Scar hadn’t been threatening her. She’d been telling her exactly what would happen, and Lilith hadn’t listened.
And now here they were again. The same woman in the same mask, daggers drawn, walking toward her across a field of the dead with an army at her back, aimed at the party she’d once called family.
‘You warned me,’ Lilith thought. ‘And I didn’t listen. And you’re still here, walking toward me with those daggers drawn, serving him, and I still can’t accept it.’
Her grip on her sword tightened.
Behind Scar and the undead ranks, Quinlan’s women spread across the field in loose formation. Battered but healed, wearing the damage of fights they’d won against officers who should have buried them, and every single one of them carried themselves with the quiet confidence of people who had just proven they belonged on this battlefield.
Kaede Fujimori’s gaze swept across them.
She found Ayame first.
The samurai stood near the front with her katana sheathed and blood still flecked across her cheeks. Kaede didn’t break stride as she looked at the big sister she’d betrayed.
Ayame met her eyes.
Kaede held her sister’s gaze across the closing distance with the absolute stillness of a woman who had made her choices and would not unmake them.
Then Kaede’s gaze moved past her sister and found the foxkin.
Kitsara stood a few paces behind Ayame with her three tails swishing lazily and an expression of cheerful innocence that fooled absolutely no one. The Nine-Tailed Sorceress who had taken Ayame’s form to win, who had worn her sister’s face as bait and watched Black Fang nearly cut Kaede in half while the real Ayame was somewhere else entirely.
Kaede’s eyes narrowed.
Kitsara’s ears twitched. Her head tilted and a bright, sunny smile spread across her face, the kind that said she remembered exactly what she’d done and considered it one of her finer performances.
And then Kaede found the woman walking next to them both, and the cold composure cracked.
Black Fang moved at the front of Quinlan’s formation with her blade drawn and resting against her hip, purple eyes locked on Kaede Fujimori with the focused hostility of a woman who remembered leaving a job unfinished.

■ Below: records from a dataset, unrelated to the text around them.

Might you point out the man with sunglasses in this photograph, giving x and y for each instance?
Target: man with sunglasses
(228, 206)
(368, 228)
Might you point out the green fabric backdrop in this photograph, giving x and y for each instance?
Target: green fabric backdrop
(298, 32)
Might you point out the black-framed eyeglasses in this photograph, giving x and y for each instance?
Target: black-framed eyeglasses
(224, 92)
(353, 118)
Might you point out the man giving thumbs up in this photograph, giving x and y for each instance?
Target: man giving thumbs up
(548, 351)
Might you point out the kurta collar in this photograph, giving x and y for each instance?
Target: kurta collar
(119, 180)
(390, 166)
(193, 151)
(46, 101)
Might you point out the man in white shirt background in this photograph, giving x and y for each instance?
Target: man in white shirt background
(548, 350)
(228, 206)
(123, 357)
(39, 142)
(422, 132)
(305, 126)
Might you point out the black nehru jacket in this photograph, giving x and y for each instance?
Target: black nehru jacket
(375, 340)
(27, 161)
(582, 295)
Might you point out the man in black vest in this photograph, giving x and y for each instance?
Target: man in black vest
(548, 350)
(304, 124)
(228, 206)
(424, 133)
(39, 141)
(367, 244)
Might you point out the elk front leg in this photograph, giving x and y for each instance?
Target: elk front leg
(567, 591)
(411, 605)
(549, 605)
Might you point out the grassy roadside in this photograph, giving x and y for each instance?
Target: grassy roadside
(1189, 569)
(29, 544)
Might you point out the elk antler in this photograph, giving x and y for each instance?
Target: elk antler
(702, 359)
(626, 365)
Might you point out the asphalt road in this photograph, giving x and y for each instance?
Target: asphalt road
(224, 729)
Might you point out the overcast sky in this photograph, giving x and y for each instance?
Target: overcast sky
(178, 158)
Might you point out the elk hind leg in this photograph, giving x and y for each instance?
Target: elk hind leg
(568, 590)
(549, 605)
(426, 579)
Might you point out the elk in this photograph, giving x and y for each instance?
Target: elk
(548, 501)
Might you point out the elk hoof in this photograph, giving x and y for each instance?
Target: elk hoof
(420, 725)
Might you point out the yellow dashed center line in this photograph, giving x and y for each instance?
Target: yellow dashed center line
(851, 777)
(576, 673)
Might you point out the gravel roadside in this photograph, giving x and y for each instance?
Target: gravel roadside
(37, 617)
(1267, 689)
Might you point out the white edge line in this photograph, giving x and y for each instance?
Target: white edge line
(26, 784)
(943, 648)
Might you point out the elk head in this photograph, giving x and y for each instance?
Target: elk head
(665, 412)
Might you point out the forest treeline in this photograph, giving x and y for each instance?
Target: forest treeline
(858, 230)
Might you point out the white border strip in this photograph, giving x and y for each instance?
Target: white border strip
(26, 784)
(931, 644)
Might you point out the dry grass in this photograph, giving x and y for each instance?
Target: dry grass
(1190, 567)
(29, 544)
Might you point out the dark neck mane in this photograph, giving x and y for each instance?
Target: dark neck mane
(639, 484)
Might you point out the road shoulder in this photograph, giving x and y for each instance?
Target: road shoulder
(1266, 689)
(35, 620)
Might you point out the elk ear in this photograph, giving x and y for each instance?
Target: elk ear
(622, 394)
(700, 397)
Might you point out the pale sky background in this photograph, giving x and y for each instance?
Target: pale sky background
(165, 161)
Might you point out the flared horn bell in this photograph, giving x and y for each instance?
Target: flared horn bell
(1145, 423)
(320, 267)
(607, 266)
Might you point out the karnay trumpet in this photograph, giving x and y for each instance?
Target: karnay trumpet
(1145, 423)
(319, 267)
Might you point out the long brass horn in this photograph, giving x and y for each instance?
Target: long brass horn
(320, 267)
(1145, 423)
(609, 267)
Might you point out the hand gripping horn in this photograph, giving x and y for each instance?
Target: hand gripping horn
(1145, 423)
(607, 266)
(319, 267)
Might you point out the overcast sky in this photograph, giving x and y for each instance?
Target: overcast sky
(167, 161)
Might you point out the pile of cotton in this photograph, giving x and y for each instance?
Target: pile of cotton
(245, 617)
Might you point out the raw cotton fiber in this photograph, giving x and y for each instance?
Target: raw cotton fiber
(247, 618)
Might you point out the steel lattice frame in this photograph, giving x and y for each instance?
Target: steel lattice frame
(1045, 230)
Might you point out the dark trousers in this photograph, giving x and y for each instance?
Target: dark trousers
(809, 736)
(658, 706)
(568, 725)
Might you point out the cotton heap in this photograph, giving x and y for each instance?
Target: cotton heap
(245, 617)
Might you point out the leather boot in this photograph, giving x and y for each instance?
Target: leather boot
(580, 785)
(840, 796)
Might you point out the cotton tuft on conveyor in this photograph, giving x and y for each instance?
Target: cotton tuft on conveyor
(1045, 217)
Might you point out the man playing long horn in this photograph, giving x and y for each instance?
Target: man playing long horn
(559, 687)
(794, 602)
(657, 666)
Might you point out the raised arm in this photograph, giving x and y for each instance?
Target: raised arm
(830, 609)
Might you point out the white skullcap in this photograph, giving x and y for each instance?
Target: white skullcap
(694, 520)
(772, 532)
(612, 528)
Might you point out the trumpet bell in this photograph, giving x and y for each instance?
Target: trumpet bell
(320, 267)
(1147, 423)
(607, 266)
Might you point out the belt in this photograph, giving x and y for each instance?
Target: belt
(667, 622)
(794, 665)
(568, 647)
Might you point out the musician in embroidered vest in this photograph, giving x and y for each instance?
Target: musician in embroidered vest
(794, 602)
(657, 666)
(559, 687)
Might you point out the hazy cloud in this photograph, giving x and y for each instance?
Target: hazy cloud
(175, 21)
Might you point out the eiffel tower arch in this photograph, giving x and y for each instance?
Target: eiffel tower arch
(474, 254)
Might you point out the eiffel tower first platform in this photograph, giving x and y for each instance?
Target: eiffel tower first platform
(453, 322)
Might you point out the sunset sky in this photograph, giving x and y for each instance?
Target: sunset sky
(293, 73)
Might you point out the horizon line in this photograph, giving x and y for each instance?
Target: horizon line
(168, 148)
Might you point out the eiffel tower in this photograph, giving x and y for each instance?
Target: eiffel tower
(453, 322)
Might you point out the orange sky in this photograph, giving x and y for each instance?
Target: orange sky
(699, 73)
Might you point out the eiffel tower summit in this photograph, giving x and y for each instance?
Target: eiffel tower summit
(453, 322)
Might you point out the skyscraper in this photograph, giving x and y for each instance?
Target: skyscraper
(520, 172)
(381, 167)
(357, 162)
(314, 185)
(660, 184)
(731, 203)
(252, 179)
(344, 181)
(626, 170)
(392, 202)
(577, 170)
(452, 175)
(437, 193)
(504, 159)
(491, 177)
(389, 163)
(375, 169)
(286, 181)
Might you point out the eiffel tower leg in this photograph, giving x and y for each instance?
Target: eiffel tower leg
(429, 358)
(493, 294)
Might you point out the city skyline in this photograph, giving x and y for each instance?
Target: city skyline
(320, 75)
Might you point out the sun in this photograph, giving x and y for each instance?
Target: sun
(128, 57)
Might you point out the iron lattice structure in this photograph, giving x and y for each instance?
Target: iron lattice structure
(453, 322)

The deadliest assassin on the continent walked with the same unhurried pace as the rest of the group, but her gaze never left Kaede.
Just Kaede. Only Kaede. The one who should have stayed dead.
Like it was already over and the other person simply hadn’t realized it yet.
Kaede remembered the blade. She remembered the speed of it, the impossible precision, the way Black Fang had dismantled her guard stroke by stroke. She remembered the killing blow, the cold shock of realizing she was dead before her body caught up to the information, and the burning light of her blade dragging her back from the edge.
Her hand settled on the hilt of that sword, and the grip was steady.
Then a voice cut across the field, young and clear and utterly out of place on a battlefield.
“Mom! Auntie Lilith!”
Felicity Valorian stepped out from behind Quinlan’s formation and ran to the front. The third princess of the Vraven Kingdom, daughter of Queen Morgana Ravenshade, stood in the gap between two groups about to collide with the wind catching her hair and the earnest, wide-open expression of someone who still believed people could be reasoned with.